Nach einem anfänglichen Treffen in den Geschäftsräumen und der Erörterung der anstehenden Besprechung, gefolgt vom anschließenden Essen, droht Ihnen nun die eingangs erwähnte Karaoke-Bar. Eine Ablehnung ist keine Option, wie der Business-Knigge Japan bescheinigt. Das hängt unter anderem damit zusammen, dass Berufliches und Privates in Japan streng getrennt wird. In der ausgelassenen Atmosphäre einer Karaoke-Bar und begleitendem Alkoholgenuss werden die geschäftlichen Höflichkeitsregeln außer Kraft gesetzt und der Austausch wird direkter und lebhafter. So haben Sie und ihr Geschäftspartner Gelegenheit, die professionellen Absprachen durch private Verbundenheit zu stärken. Im Anschluss können dann Verträge und Vereinbarungen geschlossen werden.

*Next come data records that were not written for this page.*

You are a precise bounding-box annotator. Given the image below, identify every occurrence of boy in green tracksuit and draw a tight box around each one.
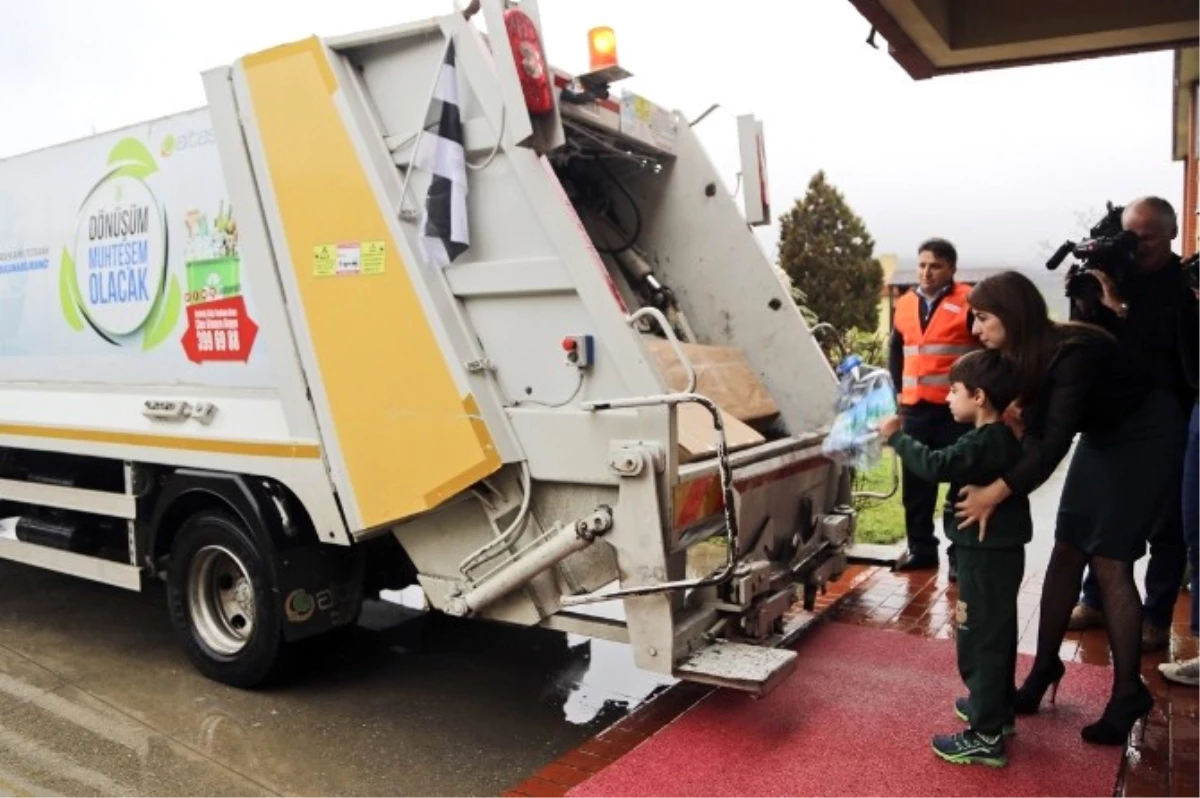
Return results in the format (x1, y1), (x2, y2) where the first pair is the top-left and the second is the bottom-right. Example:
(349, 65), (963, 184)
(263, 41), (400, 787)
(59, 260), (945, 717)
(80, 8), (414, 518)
(880, 349), (1033, 767)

Jetzt auf den Schreck noch ein Sake! 
Der traditionelle japanische Reiswein soll es richten. Nachdem Sie zuvor sehr enthusiastisch „Viva Colonia“ von den Höhnern vorgetragen haben – was keiner kannte und dennoch alle erfreute, durften Sie noch „Atemlos“ von Helene Fischer schmettern. Das hatten Ihre japanischen Geschäftspartner vorher als DEN deutschen Pop-Hit ausfindig gemacht.